Why hot-wire temperature is controlled on the machine, not in cncfoam.com: the tool emits only wire-on / wire-off (M8/M9), and the hardware owns the heat — either a manual dimmer/PSU you set by hand, or a closed-loop constant-temperature controller.

The cleanest hot-wire setup keeps a strict division of labour: cncfoam.com stays dumb about temperature y machine owns the heat. The tool emits only "wire on" and "wire off" (M8 / M9) — pure intent, no magnitude. How hot the wire actually gets is decided entirely on the hardware side.

Why temperature does NOT belong in the G-code

Wire heat depends on physics the design tool simply cannot know: the wire's length, gauge y alloy, your supply voltagey ambient temperature y airflow around it. If cncfoam.com baked a temperature number (an S value) into the cut, that number would be wrong on every other machine — and wrong on tu machine the moment you changed the wire, the supply or the room. You'd be re-cutting files on every hardware tweak. That is bad coupling. So cncfoam.com never writes a temperature value; the same G-code runs on any rig, and the heat is set where the physics actually lives — at the machine.

What cncfoam.com DOES contribute

  • On/off intentM8 brackets each cutting run, M9 turns the wire off during travels, so it is only hot while actually cutting.
  • Precalentamiento de espera — right after M8 it emits a G4 pause (your Pre-heat ms) so the wire reaches temperature before it starts moving, avoiding a marked entry.
  • Feedrate + material presets — a starting feed per foam type. Feed and temperature are a pair, but the tool only sets the feed; you match the heat to it on the machine.

In other words, cncfoam.com owns the timing y motion; the machine owns the magnitude of the heat.

Doing the hardware side — two clean options

1. Manual / analog (simplest)

Run the wire through a MOSFET that the controller gates on and off with M8/M9, and set the actual heat by hand — a bench PSU voltage knob or a cheap PWM dimmer module you turn yourself. The controller never tries to set temperature; it just enables the circuit. You dial the heat per material with a quick test cut and leave it. Zero firmware complexity, and it works reliably.

2. Closed-loop constant-temperature (best)

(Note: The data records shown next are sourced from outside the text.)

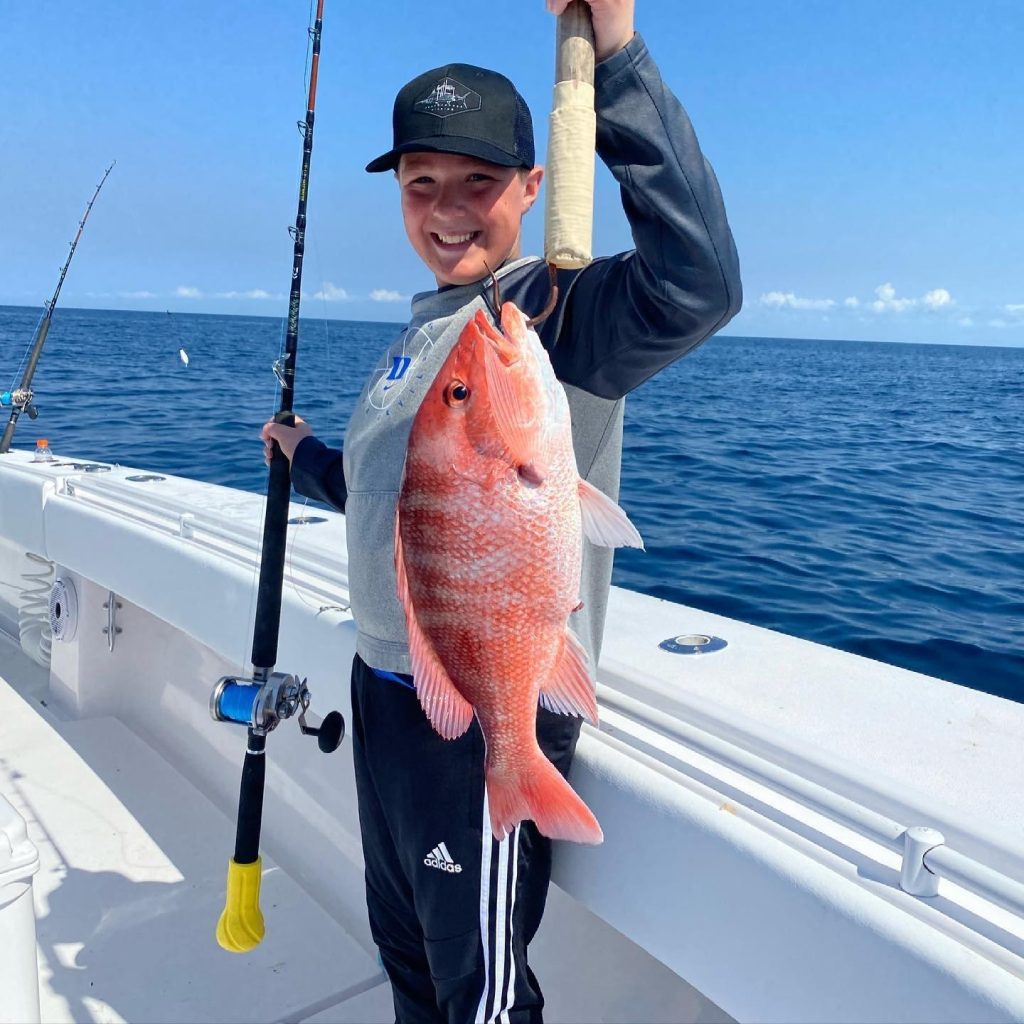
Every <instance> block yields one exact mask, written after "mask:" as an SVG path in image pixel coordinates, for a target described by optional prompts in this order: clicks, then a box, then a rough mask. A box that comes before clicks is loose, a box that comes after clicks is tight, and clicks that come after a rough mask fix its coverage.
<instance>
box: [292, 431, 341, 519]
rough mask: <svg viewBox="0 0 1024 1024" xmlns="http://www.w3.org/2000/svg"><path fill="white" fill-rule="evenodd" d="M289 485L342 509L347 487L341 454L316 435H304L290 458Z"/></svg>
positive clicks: (338, 509) (336, 450)
mask: <svg viewBox="0 0 1024 1024" xmlns="http://www.w3.org/2000/svg"><path fill="white" fill-rule="evenodd" d="M292 486H293V487H295V489H296V490H297V492H298V493H299V494H300V495H303V496H305V497H306V498H312V499H313V500H315V501H318V502H324V504H325V505H330V506H331V508H333V509H335V510H337V511H338V512H344V511H345V500H346V499H347V498H348V488H347V487H346V486H345V467H344V459H343V457H342V453H341V452H339V451H338V450H337V449H329V447H328V446H327V445H326V444H325V443H324V442H323V441H322V440H319V438H317V437H303V438H302V440H301V441H299V444H298V447H296V450H295V455H294V456H293V458H292Z"/></svg>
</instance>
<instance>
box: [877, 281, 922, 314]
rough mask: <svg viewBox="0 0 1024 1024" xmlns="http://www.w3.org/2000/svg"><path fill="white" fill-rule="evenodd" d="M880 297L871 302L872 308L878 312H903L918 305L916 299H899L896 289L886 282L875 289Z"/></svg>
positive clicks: (877, 295) (916, 300) (879, 296)
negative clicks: (916, 303) (897, 294)
mask: <svg viewBox="0 0 1024 1024" xmlns="http://www.w3.org/2000/svg"><path fill="white" fill-rule="evenodd" d="M874 294H876V295H877V296H878V298H877V299H876V300H874V301H873V302H872V303H871V308H872V309H873V310H874V311H876V312H878V313H885V312H896V313H901V312H903V311H904V310H906V309H910V308H911V307H912V306H914V305H916V301H918V300H916V299H897V298H896V289H895V288H893V286H892V285H891V284H890V283H889V282H886V284H884V285H879V287H878V288H876V289H874Z"/></svg>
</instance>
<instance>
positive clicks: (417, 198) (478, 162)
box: [395, 153, 544, 286]
mask: <svg viewBox="0 0 1024 1024" xmlns="http://www.w3.org/2000/svg"><path fill="white" fill-rule="evenodd" d="M395 174H396V176H397V178H398V186H399V187H400V189H401V215H402V219H403V220H404V223H406V233H407V234H408V236H409V241H410V242H411V243H412V244H413V248H414V249H415V250H416V251H417V253H419V256H420V259H422V260H423V262H424V263H426V264H427V266H428V267H430V269H431V270H432V271H433V273H434V276H435V278H436V279H437V284H438V286H441V285H468V284H471V283H472V282H474V281H479V280H480V279H481V278H483V276H485V275H486V273H487V267H488V266H489V267H490V268H492V269H495V270H497V269H498V267H499V266H501V265H502V263H504V262H505V260H507V259H509V258H516V257H518V255H519V237H520V221H521V219H522V215H523V214H524V213H525V212H526V211H527V210H528V209H529V208H530V207H531V206H532V205H534V202H535V201H536V200H537V195H538V191H539V190H540V187H541V179H542V178H543V177H544V169H543V168H542V167H535V168H532V170H529V171H527V170H525V169H523V168H517V167H500V166H499V165H497V164H488V163H487V162H486V161H484V160H479V159H477V158H475V157H464V156H461V155H457V154H452V153H407V154H404V155H403V156H402V158H401V161H400V162H399V164H398V170H397V171H396V172H395Z"/></svg>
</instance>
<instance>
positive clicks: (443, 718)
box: [394, 513, 473, 739]
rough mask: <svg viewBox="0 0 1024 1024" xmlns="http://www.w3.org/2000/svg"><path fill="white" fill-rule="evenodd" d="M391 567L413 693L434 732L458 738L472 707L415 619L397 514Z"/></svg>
mask: <svg viewBox="0 0 1024 1024" xmlns="http://www.w3.org/2000/svg"><path fill="white" fill-rule="evenodd" d="M394 568H395V574H396V575H397V579H398V598H399V600H400V601H401V605H402V607H403V608H404V609H406V627H407V630H408V632H409V657H410V660H411V662H412V664H413V682H414V683H415V685H416V696H417V697H418V698H419V701H420V707H421V708H422V709H423V711H424V713H425V714H426V716H427V718H428V719H429V720H430V724H431V725H432V726H433V727H434V729H436V730H437V733H438V734H439V735H440V736H441V737H443V738H444V739H458V738H459V736H461V735H462V734H463V733H464V732H465V731H466V730H467V729H468V728H469V724H470V722H472V721H473V706H472V705H471V703H470V702H469V701H468V700H467V699H466V698H465V697H464V696H463V695H462V694H461V693H460V692H459V691H458V690H457V689H456V687H455V683H453V682H452V680H451V678H450V677H449V674H447V673H446V672H445V671H444V667H443V666H442V665H441V663H440V662H439V660H438V658H437V654H436V653H435V652H434V648H433V646H432V645H431V643H430V641H429V640H428V639H427V637H426V635H425V634H424V632H423V630H422V629H421V627H420V624H419V622H418V621H417V617H416V609H415V608H414V607H413V599H412V596H411V595H410V592H409V578H408V577H407V575H406V559H404V556H403V554H402V547H401V529H400V524H399V519H398V514H397V513H395V517H394Z"/></svg>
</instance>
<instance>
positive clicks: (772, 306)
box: [758, 292, 836, 309]
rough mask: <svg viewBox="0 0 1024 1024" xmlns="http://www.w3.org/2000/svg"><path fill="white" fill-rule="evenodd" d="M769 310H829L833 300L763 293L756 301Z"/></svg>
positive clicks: (779, 293)
mask: <svg viewBox="0 0 1024 1024" xmlns="http://www.w3.org/2000/svg"><path fill="white" fill-rule="evenodd" d="M758 301H759V302H760V303H761V305H763V306H768V307H769V308H771V309H831V308H833V307H834V306H835V305H836V300H835V299H803V298H801V297H800V296H798V295H794V294H793V292H765V293H764V295H762V296H761V298H760V299H759V300H758Z"/></svg>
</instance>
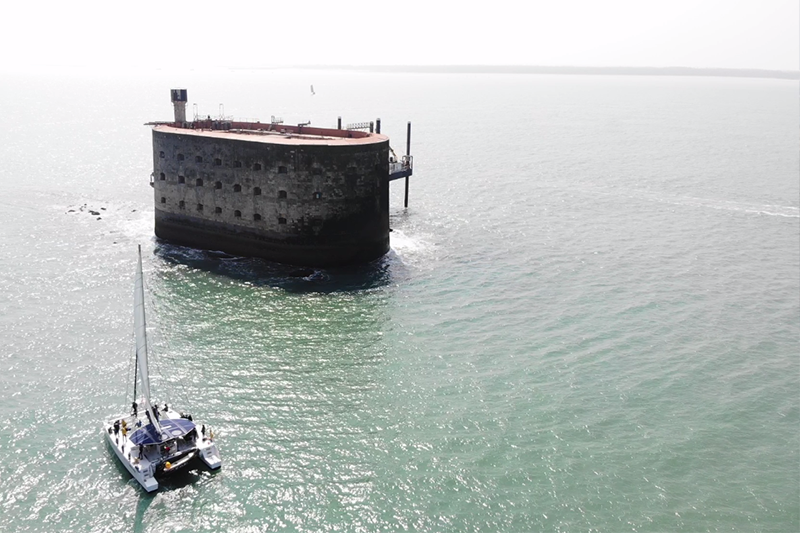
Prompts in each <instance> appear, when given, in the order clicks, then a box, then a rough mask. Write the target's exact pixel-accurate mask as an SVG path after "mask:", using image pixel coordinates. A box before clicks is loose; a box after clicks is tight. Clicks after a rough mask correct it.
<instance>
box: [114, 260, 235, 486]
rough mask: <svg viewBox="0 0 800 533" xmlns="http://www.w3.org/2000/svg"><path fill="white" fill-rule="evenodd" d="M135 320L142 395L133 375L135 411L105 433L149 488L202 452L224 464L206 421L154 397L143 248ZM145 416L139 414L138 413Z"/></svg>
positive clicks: (192, 458)
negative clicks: (170, 406)
mask: <svg viewBox="0 0 800 533" xmlns="http://www.w3.org/2000/svg"><path fill="white" fill-rule="evenodd" d="M133 308H134V309H133V317H134V318H133V325H134V330H135V334H136V335H135V336H136V371H137V373H138V374H139V382H140V384H141V392H142V398H141V400H140V401H139V403H137V402H136V382H137V379H136V377H134V380H133V381H134V385H133V390H134V393H133V398H134V402H133V405H132V412H131V414H129V415H127V416H120V417H116V418H114V419H112V420H110V421H108V422H106V424H105V425H104V426H103V433H104V434H105V436H106V438H107V439H108V443H109V444H110V446H111V449H112V450H114V453H115V454H116V455H117V458H118V459H119V460H120V461H121V462H122V464H123V465H125V468H127V469H128V471H129V472H130V473H131V474H132V475H133V477H134V478H136V481H138V482H139V483H140V484H141V485H142V487H144V489H145V490H146V491H147V492H152V491H154V490H157V489H158V479H157V478H160V477H162V476H166V475H169V474H171V473H173V472H176V471H178V470H180V469H181V468H183V467H185V466H186V465H187V464H188V463H189V462H190V461H191V460H192V459H194V458H195V457H199V458H200V459H201V460H202V461H203V462H204V463H205V464H206V465H207V466H208V467H209V468H211V469H217V468H219V467H220V466H222V460H221V459H220V456H219V452H218V450H217V446H216V444H215V443H214V435H213V433H212V432H211V430H210V429H209V428H206V426H205V425H200V426H199V427H198V425H196V424H195V423H194V422H193V421H192V416H191V415H188V414H184V413H180V412H177V411H175V410H173V409H171V408H169V407H168V406H167V404H164V407H163V408H162V409H160V410H159V408H158V405H153V404H152V403H151V400H150V377H149V375H148V372H147V325H146V323H145V315H144V280H143V277H142V247H141V246H139V261H138V263H137V268H136V280H135V282H134V289H133ZM140 415H141V416H140Z"/></svg>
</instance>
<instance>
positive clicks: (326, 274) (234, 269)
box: [154, 241, 406, 294]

A small dedicated MCU (an ESP32 is ideal) runs a fast inner loop that holds a temperature setpoint: it measures the wire (its resistance rises with temperature, or its current) and PWMs the power to keep the heat constant. The controller's M8 just enables this regulator. Because the loop reacts in milliseconds, the wire stays at the same temperature whether it is sweeping fast down a straight or crawling through a tight corner — so you get no burn marks where the cut slows. This is the "proper" foam-cutter approach, at the cost of a bit more build.

Manual / analogClosed-loop
Sets temperatureYou, by hand (knob/dimmer)A dedicated MCU, automatically
Constant heat at any feedNo (drifts with speed)Yes (regulated)
Build effortMinimalMore (sensing + control)
cncfoam.com's roleIdentical — emits only M8/M9
Either way, the wire never gets a number from the cut file. Pick your heat on the machine, match the feedrate to it on scrap, and the same shape will then cut correctly on any rig you send it to.